Normally, a manual or DCT uses at least two shafts—input and output—which allows the gearbox and differential to live in a single compact unit. That setup also lets engineers "stack" gears to shorten the transmission and choose where power exits the case.
A planetary gearset, like the one used here, is narrower but longer and relies on a single shaft. Power can only exit from the rear of the transmission. That posed a problem for Toyota, since the GR GT’s rear-mounted gearbox is already pushed as far back in the chassis as possible.
The solution? Toyota added a counter gear and sent power forward via an external driveshaft, which then feeds the differential before finally driving the rear wheels. Weird, huh?
But it’s also elegantly simple. This approach avoids the complexity and weight of a DCT while keeping the gearbox compact. The hybrid motor is integrated into the clutch pack, further simplifying the layout.
Overall, it’s a very neat setup.
Aluminum, Everywhere You Look
Next up: the chassis. The GR GT rides on a mostly aluminum structure with some intriguing material choices. The roof, door skins, hood, and various body panels are made from recycled carbon fiber to save weight, while the chassis itself relies on a mix of aluminum castings and extrusions.
Much of the structure consists of large aluminum castings, including the shock towers, front and rear frame rails, and even the roof. Everything appears to be welded together rather than bonded with adhesive. Using cast aluminum for the A-pillars and roof is especially interesting, and it says a lot about the material's potential strength.
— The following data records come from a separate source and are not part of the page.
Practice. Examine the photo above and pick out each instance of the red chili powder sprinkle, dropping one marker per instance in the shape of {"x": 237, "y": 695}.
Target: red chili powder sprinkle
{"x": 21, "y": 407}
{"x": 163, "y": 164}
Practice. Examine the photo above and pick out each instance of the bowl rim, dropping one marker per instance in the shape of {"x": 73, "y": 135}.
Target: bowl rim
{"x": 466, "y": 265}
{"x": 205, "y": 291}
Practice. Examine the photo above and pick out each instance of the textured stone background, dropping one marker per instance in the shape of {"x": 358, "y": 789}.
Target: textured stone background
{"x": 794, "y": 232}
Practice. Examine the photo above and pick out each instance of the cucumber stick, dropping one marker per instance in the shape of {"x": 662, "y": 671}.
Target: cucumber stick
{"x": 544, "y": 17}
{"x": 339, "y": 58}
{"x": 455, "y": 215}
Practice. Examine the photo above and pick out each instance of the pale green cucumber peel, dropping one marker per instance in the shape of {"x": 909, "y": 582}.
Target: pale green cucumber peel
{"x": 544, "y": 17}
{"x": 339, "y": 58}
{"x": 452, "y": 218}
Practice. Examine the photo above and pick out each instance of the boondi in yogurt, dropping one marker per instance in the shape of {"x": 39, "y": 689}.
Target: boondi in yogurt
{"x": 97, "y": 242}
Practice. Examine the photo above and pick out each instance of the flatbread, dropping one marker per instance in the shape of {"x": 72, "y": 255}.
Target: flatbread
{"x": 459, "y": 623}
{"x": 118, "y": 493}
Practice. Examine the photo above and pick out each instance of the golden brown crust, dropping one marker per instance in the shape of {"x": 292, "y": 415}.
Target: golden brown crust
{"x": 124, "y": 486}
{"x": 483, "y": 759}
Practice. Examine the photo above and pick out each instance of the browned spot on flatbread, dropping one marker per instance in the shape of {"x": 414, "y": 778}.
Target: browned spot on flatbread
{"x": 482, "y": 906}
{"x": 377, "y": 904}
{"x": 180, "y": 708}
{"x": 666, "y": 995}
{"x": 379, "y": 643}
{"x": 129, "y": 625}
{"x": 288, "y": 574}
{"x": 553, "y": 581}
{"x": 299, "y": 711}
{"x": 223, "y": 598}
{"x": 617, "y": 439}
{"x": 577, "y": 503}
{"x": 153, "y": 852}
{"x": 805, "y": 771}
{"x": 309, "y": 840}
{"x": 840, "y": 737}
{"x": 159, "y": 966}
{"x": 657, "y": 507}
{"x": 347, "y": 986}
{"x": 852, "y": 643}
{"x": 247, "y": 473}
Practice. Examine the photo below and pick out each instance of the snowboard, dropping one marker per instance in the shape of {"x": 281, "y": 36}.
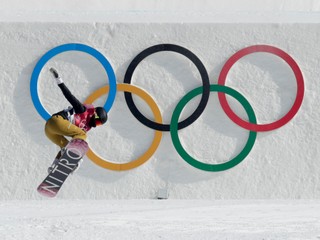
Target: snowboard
{"x": 68, "y": 161}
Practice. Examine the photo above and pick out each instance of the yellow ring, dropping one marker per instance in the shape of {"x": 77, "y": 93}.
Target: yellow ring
{"x": 157, "y": 136}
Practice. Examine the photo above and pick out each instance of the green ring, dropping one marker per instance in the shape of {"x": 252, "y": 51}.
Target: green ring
{"x": 204, "y": 166}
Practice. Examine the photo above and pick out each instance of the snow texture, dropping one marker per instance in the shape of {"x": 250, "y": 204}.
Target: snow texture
{"x": 272, "y": 194}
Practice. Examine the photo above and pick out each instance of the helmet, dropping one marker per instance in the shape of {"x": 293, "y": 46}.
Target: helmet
{"x": 102, "y": 114}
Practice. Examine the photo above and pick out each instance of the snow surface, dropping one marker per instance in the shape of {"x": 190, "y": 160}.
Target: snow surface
{"x": 155, "y": 219}
{"x": 160, "y": 219}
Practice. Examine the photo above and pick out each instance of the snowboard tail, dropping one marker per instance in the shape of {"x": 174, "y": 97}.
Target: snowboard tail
{"x": 73, "y": 153}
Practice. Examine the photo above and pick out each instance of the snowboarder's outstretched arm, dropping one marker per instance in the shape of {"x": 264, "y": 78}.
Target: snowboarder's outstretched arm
{"x": 76, "y": 104}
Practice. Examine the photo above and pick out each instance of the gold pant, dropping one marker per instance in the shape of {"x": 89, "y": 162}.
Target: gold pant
{"x": 57, "y": 128}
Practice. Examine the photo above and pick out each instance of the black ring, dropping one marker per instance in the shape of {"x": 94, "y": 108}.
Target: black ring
{"x": 204, "y": 76}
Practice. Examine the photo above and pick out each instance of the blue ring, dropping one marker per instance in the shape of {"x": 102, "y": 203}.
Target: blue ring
{"x": 71, "y": 47}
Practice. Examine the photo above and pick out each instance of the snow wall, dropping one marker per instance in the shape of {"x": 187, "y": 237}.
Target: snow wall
{"x": 282, "y": 162}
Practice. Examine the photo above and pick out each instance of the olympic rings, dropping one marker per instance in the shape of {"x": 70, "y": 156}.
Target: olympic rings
{"x": 212, "y": 167}
{"x": 175, "y": 125}
{"x": 157, "y": 136}
{"x": 300, "y": 88}
{"x": 70, "y": 47}
{"x": 205, "y": 81}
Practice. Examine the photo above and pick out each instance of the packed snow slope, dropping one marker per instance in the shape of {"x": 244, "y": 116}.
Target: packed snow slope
{"x": 283, "y": 162}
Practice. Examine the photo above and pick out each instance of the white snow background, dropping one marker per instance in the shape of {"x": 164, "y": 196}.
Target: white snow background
{"x": 273, "y": 194}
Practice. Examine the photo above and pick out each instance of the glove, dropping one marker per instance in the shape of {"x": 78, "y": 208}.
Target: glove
{"x": 56, "y": 76}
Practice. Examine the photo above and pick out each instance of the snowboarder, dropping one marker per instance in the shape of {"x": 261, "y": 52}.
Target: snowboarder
{"x": 72, "y": 122}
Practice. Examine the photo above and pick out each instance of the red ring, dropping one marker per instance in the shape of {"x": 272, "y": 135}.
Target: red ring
{"x": 300, "y": 88}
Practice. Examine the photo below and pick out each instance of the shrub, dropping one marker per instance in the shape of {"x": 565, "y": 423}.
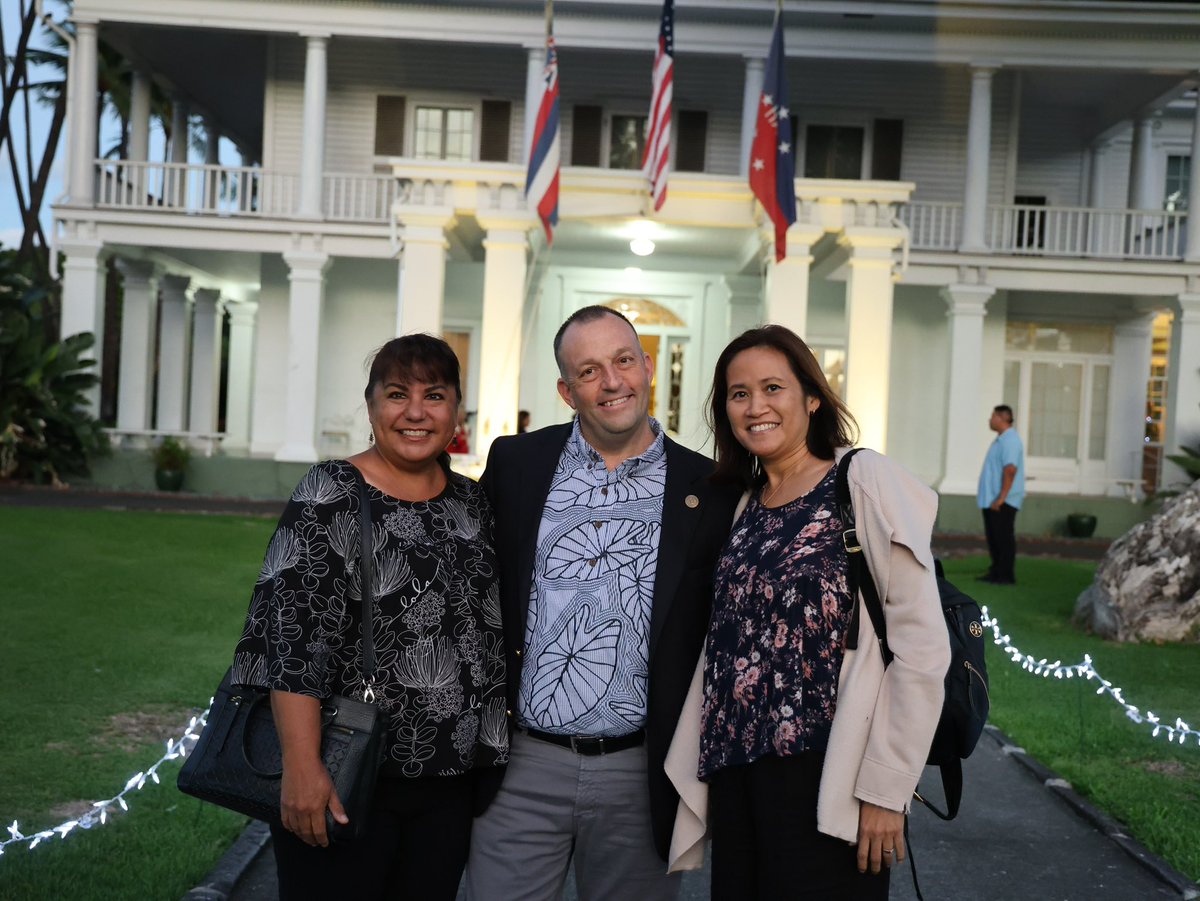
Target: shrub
{"x": 46, "y": 431}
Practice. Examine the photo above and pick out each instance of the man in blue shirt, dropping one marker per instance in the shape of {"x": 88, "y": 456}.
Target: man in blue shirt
{"x": 1001, "y": 492}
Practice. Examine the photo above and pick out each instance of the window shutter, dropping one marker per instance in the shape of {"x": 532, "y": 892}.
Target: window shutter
{"x": 586, "y": 136}
{"x": 389, "y": 126}
{"x": 886, "y": 149}
{"x": 690, "y": 146}
{"x": 495, "y": 131}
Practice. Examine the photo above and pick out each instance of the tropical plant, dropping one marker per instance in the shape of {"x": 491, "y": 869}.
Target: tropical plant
{"x": 1188, "y": 461}
{"x": 171, "y": 454}
{"x": 46, "y": 431}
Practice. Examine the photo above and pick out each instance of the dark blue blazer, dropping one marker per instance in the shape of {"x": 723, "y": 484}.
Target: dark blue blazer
{"x": 696, "y": 517}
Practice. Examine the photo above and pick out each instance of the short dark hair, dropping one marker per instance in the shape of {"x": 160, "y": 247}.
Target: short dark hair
{"x": 418, "y": 358}
{"x": 831, "y": 427}
{"x": 586, "y": 314}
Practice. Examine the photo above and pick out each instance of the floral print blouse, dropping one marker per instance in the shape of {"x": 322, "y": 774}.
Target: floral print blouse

Traditionally, aluminum castings are very stiff but can be brittle. Advances in metallurgy can mitigate those downsides, though, and this may be one of the first times cast aluminum has been used so extensively in rollover and crash structures—but correct me if I’m wrong.
Using cast aluminum for the A-pillars and roof is especially interesting, and it says a lot about the material's potential strength.
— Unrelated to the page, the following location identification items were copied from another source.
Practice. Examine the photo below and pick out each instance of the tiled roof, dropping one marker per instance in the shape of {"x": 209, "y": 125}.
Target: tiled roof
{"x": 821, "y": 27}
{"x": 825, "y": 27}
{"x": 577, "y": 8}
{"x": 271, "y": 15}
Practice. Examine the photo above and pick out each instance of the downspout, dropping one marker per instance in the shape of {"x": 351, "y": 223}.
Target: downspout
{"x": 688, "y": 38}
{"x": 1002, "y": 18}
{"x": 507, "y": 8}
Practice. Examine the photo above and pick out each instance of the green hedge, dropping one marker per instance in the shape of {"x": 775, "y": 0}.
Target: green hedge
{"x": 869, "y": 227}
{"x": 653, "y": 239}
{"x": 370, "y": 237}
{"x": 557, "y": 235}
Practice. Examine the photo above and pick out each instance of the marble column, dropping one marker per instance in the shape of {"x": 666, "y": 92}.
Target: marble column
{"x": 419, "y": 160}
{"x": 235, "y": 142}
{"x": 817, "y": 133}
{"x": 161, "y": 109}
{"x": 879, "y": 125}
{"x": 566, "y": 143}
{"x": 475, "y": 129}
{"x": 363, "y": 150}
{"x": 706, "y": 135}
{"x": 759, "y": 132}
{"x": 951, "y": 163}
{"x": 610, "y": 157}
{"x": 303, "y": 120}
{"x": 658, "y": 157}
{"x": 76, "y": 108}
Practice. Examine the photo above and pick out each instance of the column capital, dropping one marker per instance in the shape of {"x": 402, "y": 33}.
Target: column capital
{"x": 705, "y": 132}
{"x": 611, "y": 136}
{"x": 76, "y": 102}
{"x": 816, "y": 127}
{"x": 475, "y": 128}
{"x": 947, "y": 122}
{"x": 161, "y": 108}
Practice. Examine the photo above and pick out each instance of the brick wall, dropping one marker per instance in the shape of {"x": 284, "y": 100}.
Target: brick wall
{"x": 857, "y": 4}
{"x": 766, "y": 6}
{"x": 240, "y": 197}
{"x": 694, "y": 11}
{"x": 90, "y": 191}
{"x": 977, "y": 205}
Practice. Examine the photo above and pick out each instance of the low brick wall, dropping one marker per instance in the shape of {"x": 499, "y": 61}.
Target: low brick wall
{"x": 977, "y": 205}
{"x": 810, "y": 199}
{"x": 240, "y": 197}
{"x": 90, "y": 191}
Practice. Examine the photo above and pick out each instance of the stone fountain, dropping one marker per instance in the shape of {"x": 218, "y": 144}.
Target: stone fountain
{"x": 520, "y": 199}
An experienced automotive engineer friend who was with me at TAS made some sharp observations. Around the suspension mounting points, the castings look almost AI-optimized for strength and rigidity. He also suspects that some of the casting molds may be 3D-printed, based on the extreme complexity of the shapes.
By contrast, most of the body reinforcements are aluminum extrusions—cheap, strong, and easy to manufacture. The end result is likely an exceptionally rigid platform for the suspension to work from. In execution, it feels more Aston Martin than Toyota, which is very cool to see.
Suspension-wise, Toyota kept things simple. The GR GT uses double wishbones at all four corners with forged aluminum control arms. All rear suspension links are mounted in double shear for added strength, while the front setup is slightly simpler. There’s a modest amount of anti-dive up front and anti-squat at the rear.
Thankfully, there’s no wildly complex multi-link arrangement to decode here. The simplicity should translate to a delightfully communicative driving experience—exactly what you want in a serious sports car.
A True Halo Car
Overall, the GR GT looks deceptively simple. Nothing about it feels overcomplicated or overengineered, which usually points to extensive iteration and refinement. If the Lexus LFA is any indication—and given how long the GR GT has reportedly been in development—Toyota probably focused on perfecting proven ideas rather than chasing novelty for its own sake.
Historically, Toyota has used its halo cars as rolling material-science experiments. The LFA pushed carbon fiber into the spotlight. The GR GT could do the same for advanced aluminum casting.
All of which is to say: I’m very excited to drive this car someday. If nothing else, it’s a true Toyota supercar in both philosophy and execution.